Participation de l'employeur à 50% de la cotisation
Plusieurs avancées sont prévues. D'abord, la participation minimale de l'employeur s'élèvera à 50% de la cotisation, dans le cadre de contrats de prévoyance à adhésion obligatoire. Rappelons que l'ordonnance de février 2021 sur la protection sociale complémentaire dans la fonction publique fixait à 20% "d'un montant de référence", la participation minimale des employeurs territoriaux au coût des garanties en matière de prévoyance. Ensuite, l'accord garantit aux agents le maintien de 90% de leur rémunération nette (primes comprises) en cas d'arrêt de travail dépassant trois mois. C'est mieux que les règles prévues par un décret d'avril 2022 (voir notre article du 21 avril 2022), puisque celles-ci assurent un maintien de 90% du traitement indiciaire brut et de la nouvelle bonification indiciaire et 40% du régime indemnitaire. Par ailleurs, selon les signataires de l'accord, ce dernier introduit "des mécanismes de solidarité qui n'existaient pas auparavant", d'une part entre les agents actifs et les retraités, d'autre part entre les employeurs territoriaux.
L'accord prévoit aussi de mieux encadrer les pratiques des opérateurs. Mais ce point est fortement critiqué par les assureurs mutualistes de la fonction publique territoriale.
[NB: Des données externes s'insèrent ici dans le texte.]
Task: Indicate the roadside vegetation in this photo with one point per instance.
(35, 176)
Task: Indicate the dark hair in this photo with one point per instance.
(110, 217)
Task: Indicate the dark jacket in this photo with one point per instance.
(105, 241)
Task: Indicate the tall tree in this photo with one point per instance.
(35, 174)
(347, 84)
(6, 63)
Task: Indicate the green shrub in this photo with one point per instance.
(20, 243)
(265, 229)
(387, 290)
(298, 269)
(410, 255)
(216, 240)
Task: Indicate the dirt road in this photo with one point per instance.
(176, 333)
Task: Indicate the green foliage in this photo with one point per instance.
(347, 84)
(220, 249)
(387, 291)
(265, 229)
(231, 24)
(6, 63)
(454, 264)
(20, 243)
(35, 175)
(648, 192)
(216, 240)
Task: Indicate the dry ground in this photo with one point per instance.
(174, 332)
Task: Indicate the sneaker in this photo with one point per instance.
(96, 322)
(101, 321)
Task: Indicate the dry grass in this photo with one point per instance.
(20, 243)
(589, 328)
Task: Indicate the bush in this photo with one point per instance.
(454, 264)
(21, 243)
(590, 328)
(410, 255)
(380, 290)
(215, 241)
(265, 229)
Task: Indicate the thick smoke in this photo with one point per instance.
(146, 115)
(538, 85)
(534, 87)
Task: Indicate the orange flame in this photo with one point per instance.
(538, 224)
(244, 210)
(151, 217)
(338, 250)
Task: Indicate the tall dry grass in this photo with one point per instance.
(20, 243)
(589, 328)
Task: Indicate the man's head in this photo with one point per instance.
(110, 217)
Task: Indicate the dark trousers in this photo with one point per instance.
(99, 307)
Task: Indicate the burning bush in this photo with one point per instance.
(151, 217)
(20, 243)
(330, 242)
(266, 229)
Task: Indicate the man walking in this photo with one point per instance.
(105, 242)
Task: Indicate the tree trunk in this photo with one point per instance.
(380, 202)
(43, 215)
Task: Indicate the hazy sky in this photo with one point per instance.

Ceux-ci ont récemment agité le risque d'une hausse des cotisations santé payées par les jeunes, dans le cadre des "contrats labellisés" et donc un mouvement de résiliation qui aura l'effet inverse de celui escompté, à savoir une hausse des cotisations des retraités.
Négociations locales
Des dispositions réglementaires et législatives doivent être prises à présent pour traduire les engagements de l'accord dans les textes. La balle est donc dans le camp du gouvernement. Un gouvernement que les élus locaux et les représentants des personnels ont appelé à la "diligence". Le dispositif devra en effet être prêt pour l'échéance du 1er janvier 2025. Il faudra aussi laisser un temps suffisant aux employeurs territoriaux qui auraient la volonté de lancer localement des négociations avec les responsables syndicaux, pour mettre en œuvre l'accord national.
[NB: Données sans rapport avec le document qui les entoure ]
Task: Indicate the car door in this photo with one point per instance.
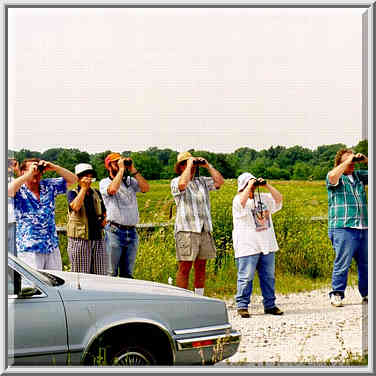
(37, 333)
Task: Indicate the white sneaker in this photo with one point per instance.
(336, 300)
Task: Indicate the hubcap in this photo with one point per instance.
(132, 358)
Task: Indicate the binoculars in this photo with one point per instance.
(357, 159)
(259, 183)
(198, 162)
(41, 169)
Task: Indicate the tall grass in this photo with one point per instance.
(305, 251)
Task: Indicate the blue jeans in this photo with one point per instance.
(121, 250)
(349, 243)
(247, 266)
(12, 238)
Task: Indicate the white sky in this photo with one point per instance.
(207, 79)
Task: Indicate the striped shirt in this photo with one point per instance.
(347, 201)
(193, 205)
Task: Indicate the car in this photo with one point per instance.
(67, 318)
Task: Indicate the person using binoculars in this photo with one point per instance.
(13, 171)
(193, 225)
(34, 207)
(86, 220)
(119, 194)
(348, 222)
(254, 241)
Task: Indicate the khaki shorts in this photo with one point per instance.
(192, 245)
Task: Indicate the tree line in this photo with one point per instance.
(277, 162)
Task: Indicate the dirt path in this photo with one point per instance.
(310, 331)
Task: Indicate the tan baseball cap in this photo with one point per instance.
(184, 156)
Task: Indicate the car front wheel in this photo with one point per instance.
(134, 356)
Côté syndical, on distingue quelques points de vigilance concernant ces discussions. "Il serait regrettable que, localement, le financement de la protection sociale complémentaire se fasse au détriment du versement de la prime de pouvoir d'achat, facultative pour les agents de la fonction publique territoriale", déclare Dominique Régnier, secrétaire fédéral de la fédération FO des personnels des services publics et de santé. "Pour que les organisations syndicales locales puissent s'approprier un sujet qui est technique, il serait très judicieux qu'ils reçoivent une formation", fait remarquer de son côté Sylvie Ménage, secrétaire générale de la fédération UNSA territoriaux.
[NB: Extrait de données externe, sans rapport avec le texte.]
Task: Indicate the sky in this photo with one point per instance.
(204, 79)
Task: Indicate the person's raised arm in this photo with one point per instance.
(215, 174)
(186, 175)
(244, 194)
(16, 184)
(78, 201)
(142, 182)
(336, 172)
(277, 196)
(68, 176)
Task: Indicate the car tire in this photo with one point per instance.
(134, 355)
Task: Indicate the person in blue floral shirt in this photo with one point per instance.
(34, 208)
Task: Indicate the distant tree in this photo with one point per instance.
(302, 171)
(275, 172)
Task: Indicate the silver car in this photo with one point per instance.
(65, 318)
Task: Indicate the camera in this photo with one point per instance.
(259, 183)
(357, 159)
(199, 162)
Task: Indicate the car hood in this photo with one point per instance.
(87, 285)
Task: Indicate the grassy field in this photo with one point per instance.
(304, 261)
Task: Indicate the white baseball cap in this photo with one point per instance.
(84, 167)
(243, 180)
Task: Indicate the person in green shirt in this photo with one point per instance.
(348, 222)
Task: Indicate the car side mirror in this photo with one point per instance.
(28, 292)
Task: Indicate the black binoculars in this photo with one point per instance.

Forts de leur succès, les représentants des employeurs et des syndicats ont l'intention de lancer, en 2024, des négociations sur le volet santé de la réforme de la protection sociale complémentaire, qui s'appliquera à compter du 1er janvier 2026. Bien d'autres domaines pourraient faire l'objet d'accords, pointent les protagonistes, qui mentionnent notamment la qualité de vie au travail, ou le télétravail.